This repository is the official Pytorch implementation of Learning Category-Level Generalizable Object Manipulation Policy via Generative Adversarial Self-Imitation Learning from Demonstrations.
Please see installation of ManiSkill and installation of ManiSkill-Learn, we build our methods on top of ManiSkill-Learn which is a framework for training agents on SAPIEN Open-Source Manipulation Skill Challenge.
To incorporate this project with ManiSkill benchmark, please first overwrite the original ManiSkill-Learn folder with this one, and then install ManiSkill and ManiSkill-Learn.
Please download ManiSkill demonstration dataset from here and store it in the folder "full_mani_skill_data" as instructed in ManiSkill-Learn.
The training code is provided in training. We give an example of using our methods to train on the "OpenCabinetDoor" environment.
Method I (GAIL): run the shell command scripts/train_rl_agent/run_GAIL_baseline_door.sh
Method II (GAIL + Progressive Growing of Discriminator): run the shell command scripts/train_rl_agent/run_GAIL_progressive_door.sh
Method III (GAIL + Self-Imitation Learning from Demonstrations): run the shell command scripts/train_rl_agent/run_GAIL_GASILfD_door.sh
Method IV (GAIL + Self-Imitation Learning from demonstrations + CLIB Expert Buffer): run the shell command scripts/train_rl_agent/run_GAIL_CLIB_door.sh
Method V (GAIL + Progressive Growing of Discriminator + Self-Imitation Learning from demonstrations + CLIB Expert Buffer): run the shell command scripts/train_rl_agent/run_GAIL_use_all_door.sh
SAC: run the shell command scripts/train_rl_agent/run_SAC_door.sh
GAIL + Dense Reward: first temporarily modify mani_skill_learn/methods/mfrl/gail.py in line 119 and set env_r to 0.5 to enable environmental dense reward. Then run the shell command scripts/train_rl_agent/run_GAIL_baseline_door.sh
Method V + Dense Reward: first temporarily modify mani_skill_learn/methods/mfrl/gail.py in line 119 and set env_r to 0.5 to enable environmental dense reward. Then run the shell command scripts/train_rl_agent/run_GAIL_use_all_door.sh
The evaluation code for one certain checkpoint is as below. You should modify the config path, work-dir path and the checkpoint path for your own model:
python -m tools.run_rl {config_path} --evaluation --gpu-ids=0 \
--work-dir={work-dir_path} \
--resume-from {checkpoint_path} \
--cfg-options "env_cfg.env_name=OpenCabinetDoor-v0" "eval_cfg.num=100" "eval_cfg.num_procs=2" "eval_cfg.use_log=True" "eval_cfg.save_traj=False" "eval_cfg.save_video=True"

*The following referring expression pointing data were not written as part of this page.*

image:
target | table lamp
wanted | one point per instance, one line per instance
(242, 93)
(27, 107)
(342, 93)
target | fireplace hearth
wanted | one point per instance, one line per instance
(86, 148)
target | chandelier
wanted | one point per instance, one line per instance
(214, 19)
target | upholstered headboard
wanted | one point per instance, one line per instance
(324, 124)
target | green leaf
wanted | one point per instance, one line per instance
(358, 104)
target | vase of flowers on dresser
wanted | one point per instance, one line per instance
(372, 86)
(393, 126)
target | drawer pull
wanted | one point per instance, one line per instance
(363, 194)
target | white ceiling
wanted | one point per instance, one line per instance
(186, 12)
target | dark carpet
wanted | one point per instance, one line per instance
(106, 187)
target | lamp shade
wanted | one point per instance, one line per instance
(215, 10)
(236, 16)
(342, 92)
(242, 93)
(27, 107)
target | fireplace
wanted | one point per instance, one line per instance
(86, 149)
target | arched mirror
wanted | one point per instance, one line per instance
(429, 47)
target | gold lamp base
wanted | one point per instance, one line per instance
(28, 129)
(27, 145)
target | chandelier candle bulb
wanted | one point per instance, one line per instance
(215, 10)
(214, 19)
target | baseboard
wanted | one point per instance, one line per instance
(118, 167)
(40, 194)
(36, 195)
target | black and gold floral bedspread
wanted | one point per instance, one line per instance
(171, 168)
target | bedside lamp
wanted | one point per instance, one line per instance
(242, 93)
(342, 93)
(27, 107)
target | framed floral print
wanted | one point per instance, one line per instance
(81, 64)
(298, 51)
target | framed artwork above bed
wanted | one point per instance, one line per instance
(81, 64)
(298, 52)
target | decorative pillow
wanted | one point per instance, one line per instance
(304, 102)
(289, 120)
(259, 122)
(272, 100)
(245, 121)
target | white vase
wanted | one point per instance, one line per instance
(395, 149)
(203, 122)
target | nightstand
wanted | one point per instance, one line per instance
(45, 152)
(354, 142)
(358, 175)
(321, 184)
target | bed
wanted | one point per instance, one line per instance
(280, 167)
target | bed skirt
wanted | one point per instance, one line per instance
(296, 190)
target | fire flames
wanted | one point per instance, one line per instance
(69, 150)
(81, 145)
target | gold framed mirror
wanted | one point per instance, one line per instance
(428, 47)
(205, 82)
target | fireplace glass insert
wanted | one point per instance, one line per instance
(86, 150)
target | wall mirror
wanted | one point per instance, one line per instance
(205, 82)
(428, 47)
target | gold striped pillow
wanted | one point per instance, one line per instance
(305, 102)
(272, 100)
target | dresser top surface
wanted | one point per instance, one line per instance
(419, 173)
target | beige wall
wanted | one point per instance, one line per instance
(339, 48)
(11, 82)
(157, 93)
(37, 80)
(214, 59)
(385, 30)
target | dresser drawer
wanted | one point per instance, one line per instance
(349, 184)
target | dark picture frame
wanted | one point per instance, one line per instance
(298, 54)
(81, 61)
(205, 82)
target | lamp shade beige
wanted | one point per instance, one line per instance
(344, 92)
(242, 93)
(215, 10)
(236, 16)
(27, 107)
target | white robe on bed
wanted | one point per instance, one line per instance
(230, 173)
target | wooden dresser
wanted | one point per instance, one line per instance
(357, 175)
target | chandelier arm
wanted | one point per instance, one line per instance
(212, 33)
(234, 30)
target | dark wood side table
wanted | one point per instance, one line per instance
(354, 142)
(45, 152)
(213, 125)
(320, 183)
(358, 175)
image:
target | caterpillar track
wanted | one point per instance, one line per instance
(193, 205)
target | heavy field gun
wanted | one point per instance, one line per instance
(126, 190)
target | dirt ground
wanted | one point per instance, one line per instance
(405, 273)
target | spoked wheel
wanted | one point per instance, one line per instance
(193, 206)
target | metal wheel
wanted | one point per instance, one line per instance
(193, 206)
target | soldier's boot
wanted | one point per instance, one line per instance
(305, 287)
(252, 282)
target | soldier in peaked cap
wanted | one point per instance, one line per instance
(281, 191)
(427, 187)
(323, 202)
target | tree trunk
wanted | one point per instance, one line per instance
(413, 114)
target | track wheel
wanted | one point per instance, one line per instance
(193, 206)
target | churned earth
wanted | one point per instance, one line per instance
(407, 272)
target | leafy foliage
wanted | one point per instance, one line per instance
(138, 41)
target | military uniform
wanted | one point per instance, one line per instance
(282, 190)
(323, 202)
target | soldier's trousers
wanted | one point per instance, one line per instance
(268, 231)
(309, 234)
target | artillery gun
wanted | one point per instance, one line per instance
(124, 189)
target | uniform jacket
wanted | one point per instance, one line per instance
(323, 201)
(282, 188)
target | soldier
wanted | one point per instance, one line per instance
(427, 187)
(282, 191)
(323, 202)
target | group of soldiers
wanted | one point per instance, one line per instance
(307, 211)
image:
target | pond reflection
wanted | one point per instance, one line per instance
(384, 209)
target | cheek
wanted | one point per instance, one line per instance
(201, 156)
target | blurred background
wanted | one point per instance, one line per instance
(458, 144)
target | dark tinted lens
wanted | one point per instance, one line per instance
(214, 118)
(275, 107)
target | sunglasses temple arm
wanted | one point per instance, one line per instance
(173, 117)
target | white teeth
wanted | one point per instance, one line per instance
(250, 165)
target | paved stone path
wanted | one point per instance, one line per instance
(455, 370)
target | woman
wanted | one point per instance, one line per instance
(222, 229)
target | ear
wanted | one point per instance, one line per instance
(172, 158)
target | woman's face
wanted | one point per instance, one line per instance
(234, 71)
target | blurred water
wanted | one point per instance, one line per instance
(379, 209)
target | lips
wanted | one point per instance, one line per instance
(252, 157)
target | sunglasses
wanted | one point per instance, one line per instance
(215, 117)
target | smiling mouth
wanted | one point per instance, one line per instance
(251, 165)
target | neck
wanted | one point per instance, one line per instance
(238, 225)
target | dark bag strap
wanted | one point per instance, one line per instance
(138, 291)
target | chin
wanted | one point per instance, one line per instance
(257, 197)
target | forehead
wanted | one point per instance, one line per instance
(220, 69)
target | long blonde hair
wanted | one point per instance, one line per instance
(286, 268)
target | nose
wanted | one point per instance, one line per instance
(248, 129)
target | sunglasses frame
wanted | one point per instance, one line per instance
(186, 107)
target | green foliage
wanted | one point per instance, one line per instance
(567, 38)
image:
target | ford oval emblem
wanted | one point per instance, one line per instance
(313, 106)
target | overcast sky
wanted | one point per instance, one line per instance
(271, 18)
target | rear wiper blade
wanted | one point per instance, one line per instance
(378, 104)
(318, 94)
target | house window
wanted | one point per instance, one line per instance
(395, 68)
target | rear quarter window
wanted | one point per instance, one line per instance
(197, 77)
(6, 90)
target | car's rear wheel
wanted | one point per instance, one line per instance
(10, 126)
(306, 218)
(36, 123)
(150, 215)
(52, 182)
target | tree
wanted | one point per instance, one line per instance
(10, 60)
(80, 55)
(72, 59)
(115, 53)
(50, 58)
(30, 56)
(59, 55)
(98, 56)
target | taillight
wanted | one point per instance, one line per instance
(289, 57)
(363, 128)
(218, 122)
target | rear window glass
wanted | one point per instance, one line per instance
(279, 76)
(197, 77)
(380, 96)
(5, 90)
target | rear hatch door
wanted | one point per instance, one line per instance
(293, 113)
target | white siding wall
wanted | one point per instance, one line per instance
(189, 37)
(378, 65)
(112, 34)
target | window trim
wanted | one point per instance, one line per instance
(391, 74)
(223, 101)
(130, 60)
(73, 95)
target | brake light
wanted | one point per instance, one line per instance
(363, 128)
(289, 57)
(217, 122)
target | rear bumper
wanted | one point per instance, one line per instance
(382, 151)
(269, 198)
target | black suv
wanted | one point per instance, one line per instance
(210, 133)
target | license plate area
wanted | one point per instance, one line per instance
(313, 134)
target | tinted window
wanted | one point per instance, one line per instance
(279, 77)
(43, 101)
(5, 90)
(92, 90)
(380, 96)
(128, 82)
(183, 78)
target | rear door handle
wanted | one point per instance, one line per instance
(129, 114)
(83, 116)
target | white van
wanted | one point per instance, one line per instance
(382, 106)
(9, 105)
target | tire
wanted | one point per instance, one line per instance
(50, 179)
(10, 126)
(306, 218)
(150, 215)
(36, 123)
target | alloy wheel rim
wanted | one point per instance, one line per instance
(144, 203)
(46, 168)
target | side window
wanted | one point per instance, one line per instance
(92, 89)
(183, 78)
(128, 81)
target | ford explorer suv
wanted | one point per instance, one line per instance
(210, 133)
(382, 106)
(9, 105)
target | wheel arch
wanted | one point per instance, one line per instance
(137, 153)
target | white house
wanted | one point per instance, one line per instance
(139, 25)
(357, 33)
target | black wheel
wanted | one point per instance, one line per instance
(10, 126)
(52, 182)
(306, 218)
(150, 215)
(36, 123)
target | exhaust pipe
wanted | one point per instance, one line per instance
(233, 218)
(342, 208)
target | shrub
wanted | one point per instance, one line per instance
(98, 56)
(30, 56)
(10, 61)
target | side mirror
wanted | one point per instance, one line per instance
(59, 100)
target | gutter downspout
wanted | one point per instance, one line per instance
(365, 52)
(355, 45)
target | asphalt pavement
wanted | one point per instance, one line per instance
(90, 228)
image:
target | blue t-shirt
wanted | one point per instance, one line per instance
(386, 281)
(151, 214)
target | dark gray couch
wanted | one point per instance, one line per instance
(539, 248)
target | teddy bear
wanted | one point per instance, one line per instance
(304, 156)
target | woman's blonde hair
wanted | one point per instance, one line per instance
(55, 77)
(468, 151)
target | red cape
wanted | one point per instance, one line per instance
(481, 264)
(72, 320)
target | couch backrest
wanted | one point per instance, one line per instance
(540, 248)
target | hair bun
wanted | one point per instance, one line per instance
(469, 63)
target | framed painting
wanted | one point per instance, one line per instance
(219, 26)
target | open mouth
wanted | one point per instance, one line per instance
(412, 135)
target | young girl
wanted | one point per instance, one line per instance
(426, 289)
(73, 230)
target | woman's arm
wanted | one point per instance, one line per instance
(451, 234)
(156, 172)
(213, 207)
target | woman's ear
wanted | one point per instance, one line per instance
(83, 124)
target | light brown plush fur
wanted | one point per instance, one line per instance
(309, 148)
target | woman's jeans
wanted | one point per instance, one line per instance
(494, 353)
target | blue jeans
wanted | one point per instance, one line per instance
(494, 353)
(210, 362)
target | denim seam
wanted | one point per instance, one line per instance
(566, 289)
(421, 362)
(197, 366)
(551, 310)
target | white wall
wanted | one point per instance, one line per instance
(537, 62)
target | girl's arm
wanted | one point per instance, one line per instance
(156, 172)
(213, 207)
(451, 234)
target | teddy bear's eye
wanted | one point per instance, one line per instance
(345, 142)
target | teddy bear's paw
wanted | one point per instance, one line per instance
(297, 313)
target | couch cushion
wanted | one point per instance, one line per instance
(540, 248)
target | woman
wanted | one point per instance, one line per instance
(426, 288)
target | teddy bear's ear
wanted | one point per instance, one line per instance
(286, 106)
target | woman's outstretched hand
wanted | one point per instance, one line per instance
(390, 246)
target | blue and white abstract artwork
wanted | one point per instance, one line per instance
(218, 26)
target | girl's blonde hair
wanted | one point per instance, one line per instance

You can either split training dataset to construct validation dataset, or you can submit your solutions on SAPIEN Open-Source Manipulation Skill Challenge to test the performance.
If you find our work useful in your research, please consider citing:
@article{shen2022learning,
title={Learning Category-Level Generalizable Object Manipulation Policy via Generative Adversarial Self-Imitation Learning from Demonstrations},
author={Shen, Hao and Wan, Weikang and Wang, He},
journal={arXiv preprint arXiv:2203.02107},
year={2022}
}
This work and the dataset are licensed under CC BY-NC 4.0.